Ok, so unfortunately me & the bf broke up a few days ago-he flipped out on me a couple dif times (nothing violent-so no worries). It makes me so sad, but I know that it's for the best because it just wouldn't have worked. He was younger than me also so that prob didn't help. The last two weeks of the relationship I was pretty unhappy & unnerved anyways so it was just a matter of time. I'm just starting to wonder though, when I'm gonna be able to have a healthy relationship too, like other people. I mean I know that is pretty hard already w/ me being a stripper and all, but it is a dream of mine. He treated me so good too, was always such a gentlemen, caring, sensitive & emotional. Unfortunately, though, too much of the later two-it was too much for me.
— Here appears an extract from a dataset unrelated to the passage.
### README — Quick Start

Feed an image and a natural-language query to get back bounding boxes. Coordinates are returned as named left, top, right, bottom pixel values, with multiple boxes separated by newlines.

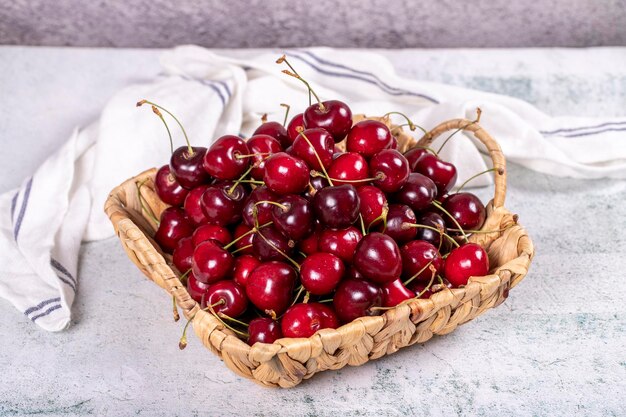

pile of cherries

Also because he is younger he was prone to being jealous, insecure & little controlling-unfortunately my past followed me to his ears from other people (toxic people) lips. It's not fair that way I suppose-but everything happens for a reason-it just sux that I have to feel this horrible. I do miss him & care very much-even though I always knew that it wouldn't work. & I hate the fact that I'm breaking his heart right now-it eats me up inside in such a horrible way. I just hope he won't hate me later on down the road, that would kill me. I've never been good w/ breakups-always unbearably sad whether I'm the dumper or the dumpee-somehow I always feel like a bad person. I miss him so much, but I hope the best for him.
VIEW 9 of 9 COMMENTS
aelia:
I really hope that you'll at least be able to maintain a friendship with him eventually.
linedrawing:
I know what you mean about toxic people, it's the best way to describe them. All the best, dear!